We should be taxing a stable sector instead of income.
If we were to tax sales. We'd wind up with a better way of predicting revenue. Plus you'd stop punishing productivity.
Would it? Are you absolutely sure?
Wouldn't we just then be taxing those who consume, and therefore wouldn't most people consume less than otherwise?
And with that collective decrease in consumption, wouldn't that slow down the economy?
And when the economy slowed, wouldn't capital lay off workers?
And when more workers were laid off, wouldn't that decrease their ability to consume collectively, further still?
Can you see the vicious circle
that radical shift in taxation policy might be creating?
Let me give a a small example of what I mean about consumption taxation hurting the commonweal.
Maine taxes some kinds of consumer goods that New Hampshire does not.
Guess what that means for stores close to the border between Maine and New Hampshire that sell those consumer goods?
Blowback...
That's the thing about economic theories and the policies that come from them:
For every collective action there's a million individual reactions that mitigate the efficacy of that collective action.
Now, I am
not completely dismissing your complaints about the policies we have today.
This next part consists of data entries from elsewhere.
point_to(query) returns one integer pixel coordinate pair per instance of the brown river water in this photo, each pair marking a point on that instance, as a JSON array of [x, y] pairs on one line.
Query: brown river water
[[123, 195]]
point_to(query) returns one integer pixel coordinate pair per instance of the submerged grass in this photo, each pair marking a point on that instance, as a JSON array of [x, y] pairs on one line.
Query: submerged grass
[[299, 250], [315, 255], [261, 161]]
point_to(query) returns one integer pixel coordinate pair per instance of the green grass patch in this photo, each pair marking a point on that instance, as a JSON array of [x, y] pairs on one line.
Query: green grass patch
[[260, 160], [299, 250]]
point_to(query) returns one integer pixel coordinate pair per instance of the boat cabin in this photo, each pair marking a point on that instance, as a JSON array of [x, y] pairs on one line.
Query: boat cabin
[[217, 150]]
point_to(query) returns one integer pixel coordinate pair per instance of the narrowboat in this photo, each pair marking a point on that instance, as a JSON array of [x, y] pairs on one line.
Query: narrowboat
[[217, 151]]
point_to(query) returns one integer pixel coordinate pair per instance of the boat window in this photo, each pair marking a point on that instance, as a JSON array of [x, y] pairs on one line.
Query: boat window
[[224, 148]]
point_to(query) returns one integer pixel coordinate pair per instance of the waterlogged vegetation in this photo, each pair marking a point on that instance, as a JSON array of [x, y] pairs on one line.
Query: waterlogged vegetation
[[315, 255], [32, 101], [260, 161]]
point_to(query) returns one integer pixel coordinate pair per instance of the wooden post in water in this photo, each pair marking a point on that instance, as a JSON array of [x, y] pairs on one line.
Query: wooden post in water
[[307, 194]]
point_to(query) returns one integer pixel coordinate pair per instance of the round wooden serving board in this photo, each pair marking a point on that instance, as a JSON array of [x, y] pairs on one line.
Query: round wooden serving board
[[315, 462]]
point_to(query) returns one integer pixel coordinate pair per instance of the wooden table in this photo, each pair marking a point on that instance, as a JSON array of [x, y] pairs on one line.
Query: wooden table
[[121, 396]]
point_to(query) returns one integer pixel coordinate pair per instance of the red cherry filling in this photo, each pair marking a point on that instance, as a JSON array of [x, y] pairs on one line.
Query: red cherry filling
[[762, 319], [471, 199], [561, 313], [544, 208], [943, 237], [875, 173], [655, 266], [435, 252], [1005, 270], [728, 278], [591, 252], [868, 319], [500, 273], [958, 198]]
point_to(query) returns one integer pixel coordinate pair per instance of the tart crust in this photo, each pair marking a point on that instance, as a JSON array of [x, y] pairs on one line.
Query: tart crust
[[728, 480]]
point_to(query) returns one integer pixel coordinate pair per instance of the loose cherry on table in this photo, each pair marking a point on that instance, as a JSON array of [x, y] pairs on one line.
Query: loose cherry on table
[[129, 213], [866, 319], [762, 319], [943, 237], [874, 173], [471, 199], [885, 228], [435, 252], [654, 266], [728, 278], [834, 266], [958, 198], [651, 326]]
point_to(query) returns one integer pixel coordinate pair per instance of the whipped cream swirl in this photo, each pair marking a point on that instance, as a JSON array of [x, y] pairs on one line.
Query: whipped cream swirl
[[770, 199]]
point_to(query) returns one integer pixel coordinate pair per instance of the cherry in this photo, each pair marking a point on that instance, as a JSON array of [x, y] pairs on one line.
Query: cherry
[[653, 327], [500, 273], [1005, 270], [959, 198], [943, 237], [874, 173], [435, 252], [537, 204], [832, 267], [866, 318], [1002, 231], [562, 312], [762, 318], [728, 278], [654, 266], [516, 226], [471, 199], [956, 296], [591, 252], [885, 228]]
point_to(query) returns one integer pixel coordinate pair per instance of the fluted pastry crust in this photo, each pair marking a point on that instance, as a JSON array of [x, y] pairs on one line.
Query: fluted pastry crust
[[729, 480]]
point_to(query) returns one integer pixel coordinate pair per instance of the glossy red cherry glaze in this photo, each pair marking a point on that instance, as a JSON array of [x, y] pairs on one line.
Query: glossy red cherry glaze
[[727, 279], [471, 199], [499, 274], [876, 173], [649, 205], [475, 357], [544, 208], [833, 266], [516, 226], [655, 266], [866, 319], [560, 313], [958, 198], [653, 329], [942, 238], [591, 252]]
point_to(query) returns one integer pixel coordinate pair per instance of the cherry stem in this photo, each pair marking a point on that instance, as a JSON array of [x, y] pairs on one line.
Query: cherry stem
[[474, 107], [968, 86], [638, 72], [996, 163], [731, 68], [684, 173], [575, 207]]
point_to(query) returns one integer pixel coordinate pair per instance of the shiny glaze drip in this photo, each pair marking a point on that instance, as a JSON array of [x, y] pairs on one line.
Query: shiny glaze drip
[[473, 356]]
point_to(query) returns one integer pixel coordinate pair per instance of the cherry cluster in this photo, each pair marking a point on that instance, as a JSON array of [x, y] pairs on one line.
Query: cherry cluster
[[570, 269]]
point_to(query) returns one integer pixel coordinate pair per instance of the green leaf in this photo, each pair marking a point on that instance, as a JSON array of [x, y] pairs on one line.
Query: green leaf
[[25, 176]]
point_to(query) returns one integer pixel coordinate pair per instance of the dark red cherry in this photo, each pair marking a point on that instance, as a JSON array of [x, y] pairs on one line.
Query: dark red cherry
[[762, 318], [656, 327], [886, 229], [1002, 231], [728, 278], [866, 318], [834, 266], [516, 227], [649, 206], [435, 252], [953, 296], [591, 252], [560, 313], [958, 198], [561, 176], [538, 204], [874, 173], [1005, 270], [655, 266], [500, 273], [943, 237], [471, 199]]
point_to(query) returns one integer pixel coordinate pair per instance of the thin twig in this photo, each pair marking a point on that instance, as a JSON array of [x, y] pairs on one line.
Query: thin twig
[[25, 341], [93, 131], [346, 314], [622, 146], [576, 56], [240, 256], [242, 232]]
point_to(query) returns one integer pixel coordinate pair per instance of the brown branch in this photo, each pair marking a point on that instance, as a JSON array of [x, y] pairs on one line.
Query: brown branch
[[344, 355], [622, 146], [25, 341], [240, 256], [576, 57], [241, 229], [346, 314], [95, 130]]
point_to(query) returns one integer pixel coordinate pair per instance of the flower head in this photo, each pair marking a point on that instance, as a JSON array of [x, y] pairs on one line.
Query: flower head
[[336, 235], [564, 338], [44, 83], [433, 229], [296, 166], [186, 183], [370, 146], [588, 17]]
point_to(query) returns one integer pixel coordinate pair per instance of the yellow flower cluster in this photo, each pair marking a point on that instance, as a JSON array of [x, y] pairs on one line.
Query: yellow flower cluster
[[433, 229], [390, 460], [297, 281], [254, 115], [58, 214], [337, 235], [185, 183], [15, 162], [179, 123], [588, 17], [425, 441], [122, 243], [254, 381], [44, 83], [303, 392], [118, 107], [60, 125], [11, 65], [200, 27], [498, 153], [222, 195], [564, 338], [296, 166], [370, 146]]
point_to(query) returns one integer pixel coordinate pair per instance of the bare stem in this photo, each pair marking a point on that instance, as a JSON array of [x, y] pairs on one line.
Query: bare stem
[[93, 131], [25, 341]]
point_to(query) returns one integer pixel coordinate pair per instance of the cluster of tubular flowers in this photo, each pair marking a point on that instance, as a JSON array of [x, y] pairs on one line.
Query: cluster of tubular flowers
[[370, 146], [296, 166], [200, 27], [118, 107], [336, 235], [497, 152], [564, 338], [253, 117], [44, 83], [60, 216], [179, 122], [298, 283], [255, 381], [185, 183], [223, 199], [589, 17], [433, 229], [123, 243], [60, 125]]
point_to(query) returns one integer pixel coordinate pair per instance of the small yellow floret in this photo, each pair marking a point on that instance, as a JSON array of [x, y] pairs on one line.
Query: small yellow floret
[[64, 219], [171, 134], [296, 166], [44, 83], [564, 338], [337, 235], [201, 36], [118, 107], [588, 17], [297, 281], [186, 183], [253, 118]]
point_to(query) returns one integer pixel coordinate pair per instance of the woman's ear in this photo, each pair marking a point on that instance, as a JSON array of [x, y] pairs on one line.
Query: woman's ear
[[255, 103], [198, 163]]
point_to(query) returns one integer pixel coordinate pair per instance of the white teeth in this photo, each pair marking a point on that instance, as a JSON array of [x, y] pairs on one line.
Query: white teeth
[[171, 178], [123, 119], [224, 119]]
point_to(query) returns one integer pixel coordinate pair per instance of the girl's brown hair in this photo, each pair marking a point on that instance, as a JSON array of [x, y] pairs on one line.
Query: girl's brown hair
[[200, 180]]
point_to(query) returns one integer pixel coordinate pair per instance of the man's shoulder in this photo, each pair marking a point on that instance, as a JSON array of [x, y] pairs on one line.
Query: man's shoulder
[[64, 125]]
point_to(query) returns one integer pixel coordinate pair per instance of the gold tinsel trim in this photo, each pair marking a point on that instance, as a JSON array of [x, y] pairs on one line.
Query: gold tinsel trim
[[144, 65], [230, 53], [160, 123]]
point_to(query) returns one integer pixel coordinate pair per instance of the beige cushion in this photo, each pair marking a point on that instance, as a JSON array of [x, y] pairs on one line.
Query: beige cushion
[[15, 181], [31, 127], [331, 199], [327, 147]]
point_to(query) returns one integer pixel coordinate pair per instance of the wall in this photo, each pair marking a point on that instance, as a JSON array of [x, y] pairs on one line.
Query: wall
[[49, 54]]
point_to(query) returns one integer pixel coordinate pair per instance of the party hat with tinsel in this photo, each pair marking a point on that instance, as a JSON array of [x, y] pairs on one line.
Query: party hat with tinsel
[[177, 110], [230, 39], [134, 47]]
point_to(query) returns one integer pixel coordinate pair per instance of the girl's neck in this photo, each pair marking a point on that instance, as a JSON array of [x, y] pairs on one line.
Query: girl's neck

There is a logic to the complain that taxing production taxes the productive and that logic is quite irrefutable.
But economics is the complex interaction of everyone combined.
People respond to the pressures that economic policies and taxation puts on them
personally.
Sometimes, their personaly responses (which become collective responses) work out to everyone's benefit, and sometimes they don't.
I am not convinced that a consumption-ONLY taxation system would serve the commonweal
especially well.
Convince me that my concerns are specious.